Trial and Error feeding Mr Sensitive
Coffee aka the Ginger Ninja has been with us for six years and it's not been an easy journey.
We have had several false positives along the way and several red herrings but I think we are finally getting into a routine that works and that allows us to get to work
We know things are not happy in the gut department.
We know gut and feet are very much related
We know back and gut are very much related
But which one do you try to fix first and which one is a result of the other?
We have spoken to many vets and we have tried several treatment options ranging from simple massage to veterinary chiropractic. We have had lots of opinions but none have really got to the problem until now.
Hindsight is wonderful, and I am certain the poor man's needs were forever changing, but I am rather relieved we seem to have reached stability or at least seem to be on the road to a stable recovery.
If you have visited our previous Sway and Blogger pages you will have seen our journey up to the present day.
So what have we changed.
We have made sure all feed is as low in starch and sugar as possible. Even simple feeds like hay cobs that we were told were a fabulous feed to use pushed him over the edge. He is now on Speedi Beet as his base feed.

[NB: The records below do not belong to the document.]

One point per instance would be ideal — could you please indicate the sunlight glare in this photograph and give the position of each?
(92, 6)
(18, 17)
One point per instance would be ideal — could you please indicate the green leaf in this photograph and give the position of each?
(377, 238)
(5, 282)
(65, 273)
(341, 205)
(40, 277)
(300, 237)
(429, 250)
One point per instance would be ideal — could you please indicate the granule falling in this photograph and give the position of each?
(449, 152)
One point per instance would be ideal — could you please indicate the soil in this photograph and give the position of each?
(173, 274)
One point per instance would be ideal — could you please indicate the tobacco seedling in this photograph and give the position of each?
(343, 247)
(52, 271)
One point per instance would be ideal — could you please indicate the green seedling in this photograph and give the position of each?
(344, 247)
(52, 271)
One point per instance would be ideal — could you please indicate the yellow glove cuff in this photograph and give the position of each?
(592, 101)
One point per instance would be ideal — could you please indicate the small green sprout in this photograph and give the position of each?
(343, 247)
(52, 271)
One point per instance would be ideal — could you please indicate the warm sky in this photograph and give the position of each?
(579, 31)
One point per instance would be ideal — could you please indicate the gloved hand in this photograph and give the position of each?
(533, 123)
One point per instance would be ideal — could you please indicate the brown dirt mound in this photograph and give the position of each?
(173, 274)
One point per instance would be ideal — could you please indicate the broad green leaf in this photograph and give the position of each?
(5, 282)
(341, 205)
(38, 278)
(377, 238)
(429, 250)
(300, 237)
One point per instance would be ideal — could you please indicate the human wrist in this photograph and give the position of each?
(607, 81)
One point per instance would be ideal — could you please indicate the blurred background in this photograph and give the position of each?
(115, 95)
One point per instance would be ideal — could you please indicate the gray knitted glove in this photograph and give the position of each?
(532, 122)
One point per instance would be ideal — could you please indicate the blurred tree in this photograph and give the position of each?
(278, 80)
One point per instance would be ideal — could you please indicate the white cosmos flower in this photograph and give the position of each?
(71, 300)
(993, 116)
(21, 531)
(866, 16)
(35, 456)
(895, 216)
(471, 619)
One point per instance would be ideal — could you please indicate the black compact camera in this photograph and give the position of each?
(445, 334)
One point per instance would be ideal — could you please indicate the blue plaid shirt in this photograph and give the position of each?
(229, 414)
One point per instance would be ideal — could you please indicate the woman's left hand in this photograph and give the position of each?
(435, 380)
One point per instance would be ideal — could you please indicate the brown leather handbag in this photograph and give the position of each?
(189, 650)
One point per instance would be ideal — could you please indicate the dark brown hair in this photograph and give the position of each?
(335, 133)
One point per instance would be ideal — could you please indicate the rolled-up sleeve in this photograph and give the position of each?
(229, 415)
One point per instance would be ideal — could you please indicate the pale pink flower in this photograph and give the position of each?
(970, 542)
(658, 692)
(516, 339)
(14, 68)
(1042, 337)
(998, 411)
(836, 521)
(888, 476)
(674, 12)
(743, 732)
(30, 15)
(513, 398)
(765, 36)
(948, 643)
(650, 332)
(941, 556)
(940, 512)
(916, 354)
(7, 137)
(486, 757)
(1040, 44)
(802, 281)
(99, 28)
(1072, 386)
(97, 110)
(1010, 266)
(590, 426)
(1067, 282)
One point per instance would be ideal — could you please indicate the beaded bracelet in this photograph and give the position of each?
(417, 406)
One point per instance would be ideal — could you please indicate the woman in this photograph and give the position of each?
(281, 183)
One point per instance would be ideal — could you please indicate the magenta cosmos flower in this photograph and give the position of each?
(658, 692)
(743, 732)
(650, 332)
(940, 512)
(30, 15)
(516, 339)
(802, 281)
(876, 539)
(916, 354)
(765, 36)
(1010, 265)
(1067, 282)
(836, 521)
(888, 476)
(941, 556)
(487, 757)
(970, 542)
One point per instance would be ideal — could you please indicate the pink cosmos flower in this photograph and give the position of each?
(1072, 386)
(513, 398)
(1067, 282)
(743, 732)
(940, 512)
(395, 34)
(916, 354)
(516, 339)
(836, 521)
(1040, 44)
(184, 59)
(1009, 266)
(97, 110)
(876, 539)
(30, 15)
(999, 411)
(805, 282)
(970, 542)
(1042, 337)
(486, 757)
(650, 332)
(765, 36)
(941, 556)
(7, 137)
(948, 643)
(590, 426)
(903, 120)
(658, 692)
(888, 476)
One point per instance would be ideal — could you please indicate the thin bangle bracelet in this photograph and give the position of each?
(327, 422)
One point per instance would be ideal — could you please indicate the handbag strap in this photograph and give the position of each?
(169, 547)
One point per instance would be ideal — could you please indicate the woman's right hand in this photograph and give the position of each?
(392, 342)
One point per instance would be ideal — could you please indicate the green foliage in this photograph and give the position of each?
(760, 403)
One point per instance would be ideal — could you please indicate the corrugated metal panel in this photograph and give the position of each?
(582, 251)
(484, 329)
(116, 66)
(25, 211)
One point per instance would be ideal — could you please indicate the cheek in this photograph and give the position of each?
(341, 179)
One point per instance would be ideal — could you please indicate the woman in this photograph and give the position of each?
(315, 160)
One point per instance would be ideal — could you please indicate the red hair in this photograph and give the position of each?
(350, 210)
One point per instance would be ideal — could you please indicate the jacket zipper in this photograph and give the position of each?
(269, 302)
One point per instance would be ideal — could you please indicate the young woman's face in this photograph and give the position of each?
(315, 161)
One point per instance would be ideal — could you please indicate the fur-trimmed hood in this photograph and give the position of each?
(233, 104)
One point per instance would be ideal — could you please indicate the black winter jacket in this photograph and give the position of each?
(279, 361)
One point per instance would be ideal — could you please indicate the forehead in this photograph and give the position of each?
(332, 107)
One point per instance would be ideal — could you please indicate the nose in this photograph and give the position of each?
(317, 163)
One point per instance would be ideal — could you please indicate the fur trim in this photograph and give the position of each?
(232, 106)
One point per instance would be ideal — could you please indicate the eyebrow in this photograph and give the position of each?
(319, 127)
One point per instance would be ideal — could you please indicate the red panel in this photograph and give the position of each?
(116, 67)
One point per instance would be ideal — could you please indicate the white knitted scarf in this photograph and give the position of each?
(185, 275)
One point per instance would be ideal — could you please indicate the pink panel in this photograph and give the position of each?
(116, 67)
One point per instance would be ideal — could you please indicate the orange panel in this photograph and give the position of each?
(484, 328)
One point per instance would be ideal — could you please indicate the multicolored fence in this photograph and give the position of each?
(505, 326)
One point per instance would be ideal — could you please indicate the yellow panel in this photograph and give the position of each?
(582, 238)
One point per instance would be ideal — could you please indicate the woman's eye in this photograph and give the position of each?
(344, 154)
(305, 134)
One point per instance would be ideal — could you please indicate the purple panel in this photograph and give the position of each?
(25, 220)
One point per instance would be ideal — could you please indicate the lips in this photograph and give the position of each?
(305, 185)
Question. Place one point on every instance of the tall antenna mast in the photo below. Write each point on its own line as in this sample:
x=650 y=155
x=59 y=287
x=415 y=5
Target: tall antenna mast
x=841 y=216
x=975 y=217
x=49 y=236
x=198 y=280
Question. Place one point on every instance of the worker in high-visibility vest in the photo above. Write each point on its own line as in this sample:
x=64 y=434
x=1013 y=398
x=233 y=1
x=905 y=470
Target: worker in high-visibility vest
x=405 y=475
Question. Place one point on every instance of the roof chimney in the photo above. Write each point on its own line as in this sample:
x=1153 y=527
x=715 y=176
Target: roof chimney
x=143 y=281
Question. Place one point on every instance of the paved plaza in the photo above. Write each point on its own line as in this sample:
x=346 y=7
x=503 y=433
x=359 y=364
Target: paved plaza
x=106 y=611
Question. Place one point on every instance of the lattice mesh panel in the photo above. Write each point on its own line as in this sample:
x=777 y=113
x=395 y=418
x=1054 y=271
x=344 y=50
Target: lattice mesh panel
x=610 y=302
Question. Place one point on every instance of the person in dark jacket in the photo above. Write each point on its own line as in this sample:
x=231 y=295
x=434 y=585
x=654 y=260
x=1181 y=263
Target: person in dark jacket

We have stopped being silly, yes he is allowed a few carrots and apples, the ratio of sugar in them to the quantity feed is nothing compared to the main feed.
We have started using a supplement that is Calcium Carbonate based, this seems to be helping him settle and relax
We are continuing with the Magnesium Oxide Supplement for now, he doesn't seem to have an issue with it irritating his belly. We will monitor this and move onto a different form of Magnesium if needs be.
We have kept him on a Bespoke Supplement for feet and joints but we have removed the Turmeric and increased the Boswellia
We have found a local supplier of common land haylage. Its a dry haylage. It has helped with his stable cough and saves me having to soak the hay. At the moment he isn't eating enough to allow me to open a large bale without it spoiling, so we are on hay until they spend longer in the stables.
He is having regular sessions with Back 2It Chiropractic. We have been lucky to have Victoria join us on our journey through the LegUpForTalent programme. Victoria has a good eye for assessing the movement of the horse and we are very grateful to her for picking us.
Where do we go from here ?
We are looking into glue on shoes or a new boot to try that he can keep on for longer that doesn't rub or spin when worn for longer periods in the field
He feels quite clumsy ridden in his current hoof boots so when he looks a little bit footie I use a pad held on with duct tape.
The pole work has increased, we have even managed a ridden three part canter grid and put the last part up to a small fence, all of 2 ft 3 inches.
The lunging is looking much more balanced and the work load has increased to include canter.
Come Sept we are hoping to start a few instructed training sessions. Held at the yard in his field to start with so he feels comfortable, and then we will move the sessions to the trainers yard.
I must get my hay tested so I know exactly what I am feeding
Keep the assessments going with Back 2It Chiropractic, keep an eye on his back weakness, and keep up the core exercises on the lunge and in-hand.
Carry on with turnout. He is definitely a grass affected horse but some days he has no problems with the green stuff and other days I think, gosh why did I let him eat that. We can only take each day as it comes. Keep an eye on his bio-chemistry and hope we are doing right by him .
To quote Calm Healthy Horses: (Check them out on Facebook)
''Horses can be muscle sore, stiff, tight, move incorrectly, even be lame, not be able to get canter leads, behave like they have a sore back plus many more signs that ‘seem’ physical but turn out to be a bio-chemistry imbalance for which there is no physical evidence to explain the symptoms.
When horses are subjected to chronic mineral imbalances from an inappropriate diet, their self-regulating mechanisms struggle and the mineral content of the blood and body fluids have trouble maintaining equilibrium.
This sets off a cascade of problems affecting how our horses see, how they feel, how they move, how their gut works, how they breathe, how they reproduce, causing them to become hyper-sensitive, over-reactive, aggressive, claustrophobic, clingy, allergic, itchy, laminitic and more.
Understandably affected horses cannot think straight. Sometimes it’s like they can’t think at all! They ‘react’ rather than ‘respond’ and are in no state of mind to be able to learn.